Financial Question Answering (RoBerta)

Description

Financial RoBerta-based Question Answering model, trained on squad-v2, finetuned on proprietary Financial questions and answers.

Predicted Entities

Copy S3 URI

How to use


documentAssembler = nlp.MultiDocumentAssembler()\
        .setInputCols(["question", "context"])\
        .setOutputCols(["document_question", "document_context"])

spanClassifier = nlp.RoBertaForQuestionAnswering.pretrained("finqa_roberta","en", "finance/models") \
.setInputCols(["document_question", "document_context"]) \
.setOutputCol("answer") \
.setCaseSensitive(True)


pipeline = nlp.Pipeline(stages=[documentAssembler, spanClassifier])

example = spark.createDataFrame([["What is the current total Operating Profit?", "Operating profit totaled EUR 9.4 mn , down from EUR 11.7 mn in 2004"]]).toDF("question", "context")

result = pipeline.fit(example).transform(example)

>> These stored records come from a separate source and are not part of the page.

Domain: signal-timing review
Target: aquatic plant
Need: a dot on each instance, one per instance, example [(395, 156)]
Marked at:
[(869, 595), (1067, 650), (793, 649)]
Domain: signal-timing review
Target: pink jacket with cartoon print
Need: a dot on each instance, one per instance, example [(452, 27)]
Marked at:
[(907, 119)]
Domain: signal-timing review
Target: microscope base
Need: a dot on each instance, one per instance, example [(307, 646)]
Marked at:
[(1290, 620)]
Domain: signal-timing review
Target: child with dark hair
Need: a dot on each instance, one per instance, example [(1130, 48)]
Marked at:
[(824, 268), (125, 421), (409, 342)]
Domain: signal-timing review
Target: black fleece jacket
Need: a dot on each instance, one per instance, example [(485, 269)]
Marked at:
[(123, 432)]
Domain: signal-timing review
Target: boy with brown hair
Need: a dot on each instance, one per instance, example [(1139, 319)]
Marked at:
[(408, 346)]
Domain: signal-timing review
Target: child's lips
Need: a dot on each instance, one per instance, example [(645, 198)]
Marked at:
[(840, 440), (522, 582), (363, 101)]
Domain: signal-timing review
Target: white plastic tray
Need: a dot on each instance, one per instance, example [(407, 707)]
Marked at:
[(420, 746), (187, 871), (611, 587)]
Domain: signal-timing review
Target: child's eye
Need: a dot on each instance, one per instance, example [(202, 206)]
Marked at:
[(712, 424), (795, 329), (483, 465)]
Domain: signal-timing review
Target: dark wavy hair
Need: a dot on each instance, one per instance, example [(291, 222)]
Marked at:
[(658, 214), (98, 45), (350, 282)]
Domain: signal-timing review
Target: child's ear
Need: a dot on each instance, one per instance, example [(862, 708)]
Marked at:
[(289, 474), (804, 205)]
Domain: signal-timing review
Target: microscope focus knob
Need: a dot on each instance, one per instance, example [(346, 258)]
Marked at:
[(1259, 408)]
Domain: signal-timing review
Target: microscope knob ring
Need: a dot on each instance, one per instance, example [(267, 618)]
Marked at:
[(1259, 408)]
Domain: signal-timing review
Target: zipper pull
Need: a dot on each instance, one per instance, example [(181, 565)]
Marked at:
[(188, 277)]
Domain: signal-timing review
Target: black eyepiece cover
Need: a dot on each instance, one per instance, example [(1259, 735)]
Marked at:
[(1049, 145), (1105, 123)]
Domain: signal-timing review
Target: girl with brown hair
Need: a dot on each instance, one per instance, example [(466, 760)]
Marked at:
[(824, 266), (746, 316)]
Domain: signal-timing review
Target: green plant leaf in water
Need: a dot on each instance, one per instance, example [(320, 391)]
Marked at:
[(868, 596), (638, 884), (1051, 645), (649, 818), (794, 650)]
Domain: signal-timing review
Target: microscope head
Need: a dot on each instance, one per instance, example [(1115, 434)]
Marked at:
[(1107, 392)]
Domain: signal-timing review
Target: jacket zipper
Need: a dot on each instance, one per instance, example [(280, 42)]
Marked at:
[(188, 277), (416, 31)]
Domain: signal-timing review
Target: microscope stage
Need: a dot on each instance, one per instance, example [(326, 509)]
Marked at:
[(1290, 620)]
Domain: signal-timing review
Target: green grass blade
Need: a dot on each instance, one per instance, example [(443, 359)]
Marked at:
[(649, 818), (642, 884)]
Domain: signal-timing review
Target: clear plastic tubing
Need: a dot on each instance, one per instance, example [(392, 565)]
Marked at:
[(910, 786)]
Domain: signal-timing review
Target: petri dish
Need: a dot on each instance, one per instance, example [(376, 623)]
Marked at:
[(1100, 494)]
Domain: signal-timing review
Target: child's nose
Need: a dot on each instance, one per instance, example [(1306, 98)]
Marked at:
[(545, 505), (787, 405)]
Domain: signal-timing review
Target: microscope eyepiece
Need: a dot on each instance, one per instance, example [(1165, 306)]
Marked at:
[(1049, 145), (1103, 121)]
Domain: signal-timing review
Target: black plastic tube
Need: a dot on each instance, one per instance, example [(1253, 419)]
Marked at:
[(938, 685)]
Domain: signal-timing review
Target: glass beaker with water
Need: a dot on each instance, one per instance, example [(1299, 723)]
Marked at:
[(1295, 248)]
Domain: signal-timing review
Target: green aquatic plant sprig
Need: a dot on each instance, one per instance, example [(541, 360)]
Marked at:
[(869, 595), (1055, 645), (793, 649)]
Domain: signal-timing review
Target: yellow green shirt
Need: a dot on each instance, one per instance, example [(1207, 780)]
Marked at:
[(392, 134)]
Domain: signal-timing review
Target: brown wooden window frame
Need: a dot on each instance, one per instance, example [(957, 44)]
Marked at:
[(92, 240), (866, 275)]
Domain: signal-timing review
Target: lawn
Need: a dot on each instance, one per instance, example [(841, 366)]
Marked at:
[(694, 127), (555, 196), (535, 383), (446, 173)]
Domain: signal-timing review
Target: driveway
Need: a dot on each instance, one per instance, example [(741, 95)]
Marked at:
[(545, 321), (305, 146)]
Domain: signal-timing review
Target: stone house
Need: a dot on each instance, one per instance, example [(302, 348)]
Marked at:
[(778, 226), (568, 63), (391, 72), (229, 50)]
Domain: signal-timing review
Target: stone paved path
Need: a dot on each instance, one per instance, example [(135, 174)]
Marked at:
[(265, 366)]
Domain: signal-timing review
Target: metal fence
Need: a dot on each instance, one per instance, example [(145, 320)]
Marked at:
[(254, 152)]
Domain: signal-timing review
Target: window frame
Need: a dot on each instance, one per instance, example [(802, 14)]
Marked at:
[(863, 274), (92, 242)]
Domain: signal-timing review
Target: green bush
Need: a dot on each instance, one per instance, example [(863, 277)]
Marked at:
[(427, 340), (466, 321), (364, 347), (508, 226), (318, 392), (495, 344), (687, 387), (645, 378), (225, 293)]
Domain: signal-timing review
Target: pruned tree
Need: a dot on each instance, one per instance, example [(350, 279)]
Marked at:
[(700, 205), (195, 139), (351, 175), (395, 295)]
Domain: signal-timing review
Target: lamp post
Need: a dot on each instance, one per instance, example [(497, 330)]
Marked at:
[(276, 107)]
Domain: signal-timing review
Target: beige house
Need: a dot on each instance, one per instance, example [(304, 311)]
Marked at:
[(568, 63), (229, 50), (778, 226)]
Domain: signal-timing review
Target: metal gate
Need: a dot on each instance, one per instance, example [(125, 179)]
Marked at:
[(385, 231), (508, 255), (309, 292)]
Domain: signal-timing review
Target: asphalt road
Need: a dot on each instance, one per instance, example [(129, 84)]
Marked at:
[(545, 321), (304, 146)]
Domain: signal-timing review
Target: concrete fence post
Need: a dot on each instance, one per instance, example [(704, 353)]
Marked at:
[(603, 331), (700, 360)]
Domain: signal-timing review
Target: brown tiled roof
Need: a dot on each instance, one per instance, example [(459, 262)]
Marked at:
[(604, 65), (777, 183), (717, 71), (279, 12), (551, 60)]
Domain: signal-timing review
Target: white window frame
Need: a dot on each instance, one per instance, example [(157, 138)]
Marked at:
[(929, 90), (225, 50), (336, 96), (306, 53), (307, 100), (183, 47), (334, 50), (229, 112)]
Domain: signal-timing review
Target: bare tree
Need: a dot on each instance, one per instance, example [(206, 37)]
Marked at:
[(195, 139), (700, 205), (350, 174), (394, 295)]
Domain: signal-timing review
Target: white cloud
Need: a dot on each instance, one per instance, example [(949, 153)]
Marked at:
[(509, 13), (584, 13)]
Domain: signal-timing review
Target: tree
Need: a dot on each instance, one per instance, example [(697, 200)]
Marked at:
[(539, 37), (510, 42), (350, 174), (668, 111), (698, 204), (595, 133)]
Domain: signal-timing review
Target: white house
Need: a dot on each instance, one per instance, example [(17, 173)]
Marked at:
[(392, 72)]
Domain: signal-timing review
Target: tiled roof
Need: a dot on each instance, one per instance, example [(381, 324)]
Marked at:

result.select('answer.result').show()

Results

`9.4 mn , down from EUR 11.7`

Model Information

Model Name: finqa_roberta
Compatibility: Finance NLP 1.0.0+
License: Licensed
Edition: Official
Input Labels: [question, context]
Output Labels: [answer]
Language: en
Size: 248.1 MB
Case sensitive: true
Max sentence length: 512

References

Trained on squad-v2, finetuned on proprietary Financial questions and answers.